Anwendungen der Centrality of Religiosity Scale (CRS) nach Ländern in der Welt, Stand Mai 2020. Fortlaufende Aktualisierungen sind unter dieser Adresse abrufbar: https://www.ier.unibe.ch/forschung/centrality_of_religiosity_scale_crs/index_ger.html

1 Theorie und Operationalisierung

1.1 Begriff der Religiosität

Die CRS basiert auf einem substanziellen Begriff der Religiosität (vgl. Pollack 2000). Dieser Begriff wird jedoch nicht theistisch oder gar monotheistisch verengt, sondern er wird möglichst weit gefasst und soll explizit auch für neuere Formen der Spiritualität offen sein. In dieser Perspektive besteht das wesentliche Merkmal religiösen Erlebens und Verhaltens in einem sinnstiftenden Bezug zu einer als höher empfundenen Wirklichkeit, der eine wesentliche Relevanz für das eigene Leben zugesprochen wird. In der Religionsgeschichte wird diese höhere Wirklichkeit oft als Gott, Göttliches, höhere Macht, Geist oder spirituelle Welt benannt. Diesen Bestimmungen ist gemeinsam, dass sie den Horizont von Alltagspraktiken und deren naturwissenschaftlich fundierte Kontrolle überschreiten. In ähnlicher Weise spricht z. B. Martin Riesebrodt von einer „religiösen Prämisse“ (Riesebrodt 2007, S. 115) als dem konstitutiven Merkmal religiöser Praxis.

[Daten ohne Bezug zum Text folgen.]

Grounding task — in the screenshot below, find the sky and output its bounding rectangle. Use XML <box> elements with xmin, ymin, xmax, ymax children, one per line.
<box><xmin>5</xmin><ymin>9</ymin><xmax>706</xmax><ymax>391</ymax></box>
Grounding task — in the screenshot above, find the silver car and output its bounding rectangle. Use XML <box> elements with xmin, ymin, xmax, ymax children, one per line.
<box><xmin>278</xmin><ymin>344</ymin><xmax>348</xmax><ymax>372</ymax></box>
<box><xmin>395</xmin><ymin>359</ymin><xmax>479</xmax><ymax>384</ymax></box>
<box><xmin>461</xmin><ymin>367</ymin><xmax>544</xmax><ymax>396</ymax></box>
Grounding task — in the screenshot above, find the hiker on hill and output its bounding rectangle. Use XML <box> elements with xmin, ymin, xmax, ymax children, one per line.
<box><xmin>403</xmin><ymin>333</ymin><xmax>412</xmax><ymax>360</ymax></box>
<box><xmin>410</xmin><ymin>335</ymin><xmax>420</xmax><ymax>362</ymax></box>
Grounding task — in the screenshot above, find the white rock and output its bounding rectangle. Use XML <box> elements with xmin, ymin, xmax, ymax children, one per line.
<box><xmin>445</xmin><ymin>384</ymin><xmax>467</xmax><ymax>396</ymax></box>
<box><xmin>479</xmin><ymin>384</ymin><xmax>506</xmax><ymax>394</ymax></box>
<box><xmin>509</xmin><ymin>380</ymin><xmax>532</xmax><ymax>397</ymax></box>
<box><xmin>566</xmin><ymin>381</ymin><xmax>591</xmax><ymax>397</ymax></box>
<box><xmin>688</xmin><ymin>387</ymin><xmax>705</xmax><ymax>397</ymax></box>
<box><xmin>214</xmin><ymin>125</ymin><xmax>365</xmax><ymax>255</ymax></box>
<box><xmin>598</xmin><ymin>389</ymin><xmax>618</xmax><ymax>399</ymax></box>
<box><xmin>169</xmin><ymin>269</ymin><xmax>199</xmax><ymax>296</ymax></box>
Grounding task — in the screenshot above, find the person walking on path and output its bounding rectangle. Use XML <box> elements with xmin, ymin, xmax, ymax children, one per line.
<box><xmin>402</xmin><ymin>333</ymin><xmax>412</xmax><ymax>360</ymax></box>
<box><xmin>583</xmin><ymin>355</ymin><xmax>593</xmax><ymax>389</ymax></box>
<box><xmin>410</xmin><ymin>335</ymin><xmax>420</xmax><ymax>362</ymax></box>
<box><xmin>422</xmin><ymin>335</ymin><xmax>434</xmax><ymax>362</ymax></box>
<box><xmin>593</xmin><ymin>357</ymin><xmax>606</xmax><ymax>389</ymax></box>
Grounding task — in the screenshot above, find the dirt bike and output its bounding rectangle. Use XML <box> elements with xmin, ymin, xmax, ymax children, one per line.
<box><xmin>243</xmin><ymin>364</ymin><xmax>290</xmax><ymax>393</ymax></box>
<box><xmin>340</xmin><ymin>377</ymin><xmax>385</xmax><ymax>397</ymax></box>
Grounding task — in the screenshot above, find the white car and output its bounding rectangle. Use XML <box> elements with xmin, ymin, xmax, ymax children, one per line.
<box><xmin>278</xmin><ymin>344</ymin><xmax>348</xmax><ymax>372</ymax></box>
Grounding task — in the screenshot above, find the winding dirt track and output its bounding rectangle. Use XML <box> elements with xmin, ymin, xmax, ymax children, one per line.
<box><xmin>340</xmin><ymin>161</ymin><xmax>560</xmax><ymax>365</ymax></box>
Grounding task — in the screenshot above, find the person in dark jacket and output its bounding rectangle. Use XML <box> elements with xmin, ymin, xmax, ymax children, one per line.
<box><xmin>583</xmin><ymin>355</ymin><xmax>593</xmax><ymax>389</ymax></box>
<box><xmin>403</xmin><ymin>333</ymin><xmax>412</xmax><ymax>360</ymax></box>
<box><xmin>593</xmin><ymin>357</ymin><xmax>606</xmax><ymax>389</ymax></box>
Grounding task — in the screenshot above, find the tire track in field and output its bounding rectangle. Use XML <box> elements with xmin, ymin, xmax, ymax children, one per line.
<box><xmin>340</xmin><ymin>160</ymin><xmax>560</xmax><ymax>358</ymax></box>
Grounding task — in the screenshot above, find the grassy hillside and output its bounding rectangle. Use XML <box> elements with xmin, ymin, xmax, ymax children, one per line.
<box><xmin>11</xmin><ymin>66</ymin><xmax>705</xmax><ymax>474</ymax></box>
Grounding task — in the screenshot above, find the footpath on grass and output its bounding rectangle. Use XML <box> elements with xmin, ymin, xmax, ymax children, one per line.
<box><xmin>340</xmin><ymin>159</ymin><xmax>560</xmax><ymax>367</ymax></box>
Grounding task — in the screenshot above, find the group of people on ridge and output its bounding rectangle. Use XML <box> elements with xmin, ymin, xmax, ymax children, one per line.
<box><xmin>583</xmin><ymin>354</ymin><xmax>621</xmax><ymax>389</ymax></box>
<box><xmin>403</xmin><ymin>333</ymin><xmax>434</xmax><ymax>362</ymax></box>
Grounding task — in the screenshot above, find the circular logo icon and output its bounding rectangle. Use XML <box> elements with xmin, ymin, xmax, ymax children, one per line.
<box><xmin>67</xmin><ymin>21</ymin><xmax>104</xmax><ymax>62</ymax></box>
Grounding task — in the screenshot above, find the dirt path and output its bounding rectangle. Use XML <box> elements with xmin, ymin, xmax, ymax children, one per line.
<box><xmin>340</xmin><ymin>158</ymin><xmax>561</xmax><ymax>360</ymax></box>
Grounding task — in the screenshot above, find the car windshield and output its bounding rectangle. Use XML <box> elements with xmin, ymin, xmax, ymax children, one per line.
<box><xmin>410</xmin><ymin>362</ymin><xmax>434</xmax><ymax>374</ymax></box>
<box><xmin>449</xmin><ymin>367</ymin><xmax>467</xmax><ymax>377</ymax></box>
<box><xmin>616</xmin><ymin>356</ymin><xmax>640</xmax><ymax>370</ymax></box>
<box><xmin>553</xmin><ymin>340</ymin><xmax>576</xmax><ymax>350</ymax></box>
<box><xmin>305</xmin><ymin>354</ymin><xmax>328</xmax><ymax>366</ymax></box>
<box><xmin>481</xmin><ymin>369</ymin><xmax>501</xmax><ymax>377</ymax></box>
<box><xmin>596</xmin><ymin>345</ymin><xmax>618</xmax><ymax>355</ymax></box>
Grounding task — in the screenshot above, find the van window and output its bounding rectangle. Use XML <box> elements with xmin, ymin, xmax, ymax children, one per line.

1.2 Kerndimensionen der Religiosität

In der CRS wird die sinnstiftende Beziehung zu einer als höher empfundenen Wirklichkeit in fünf Kerndimensionen ausdifferenziert. Der Begriff der Kerndimension („core dimension“) stammt von Charles Glock (1962). Um den Status einer Kerndimension zu erlangen muss ein Merkmal nach Glock mindestens zwei Eigenschaften aufweisen – es sollte allgemein und relativ autonom sein:

  • Allgemeinheit bedeutet in diesem Kontext, dass das Merkmal in allen größeren religiösen Kulturen vorkommen sollte. Diese Eigenschaft kann religionsgeschichtlich überprüft werden.

  • Relative Autonomie bedeutet, dass dieses Merkmal nicht auf andere Merkmale zurückgeführt werden kann; d. h. es darf nicht redundant sein. Diese Eigenschaft kann durch statistische Analysen von quantitativen Fragebogendaten überprüft werden.

In dem Beitrag von 1962 definierte er folgende fünf Kerndimensionen der Religiosität: Intellekt, Ideologie, Erfahrung, Praxis, Konsequenzen im Alltag. Sechs Jahre später modifizierte er dieses Modell, indem er die Dimension der Konsequenzen im Alltag herausnahm und dafür die Praxis in private und öffentliche Praxis als zwei eigenständige Kerndimensionen ausdifferenzierte (vgl. Stark und Glock 1970). In seiner endgültigen Gestalt bestand das Modell von Glock somit aus den folgenden fünf Kerndimensionen: Ideologie, Intellekt, Erfahrung, private Praxis, öffentliche Praxis. Aus diesen Kerndimensionen setzt sich auch die CRS zusammen.

Alle Kerndimensionen gründen nach Glock (1962) in sozialen Erwartungen, denen Personen, die einer Religionsgemeinschaft angehören, ausgesetzt sind. Diese Erwartungen konstituieren soziale Formen, in deren Bahnen Religiosität eine bestimmte Gestalt gewinnt. Diese Formen haben sich in einem langen religionsgeschichtlichen Prozess herausgebildet. Zugleich werden sie durch die auch gegenwärtig wirkenden Erwartungen immer wieder von Neuem stabilisiert. Dabei sollte beachtet werden, dass die Formen nur ein strukturierendes Gerüst bilden. Die konkreten Gestalten des Religiösen, die sich innerhalb dieser Formen entwickelt haben und weiterentwickeln, sind vielfältig. Daher sollten diese konkreten Gestalten des Religiösen nicht mit den Formen verwechselt werden.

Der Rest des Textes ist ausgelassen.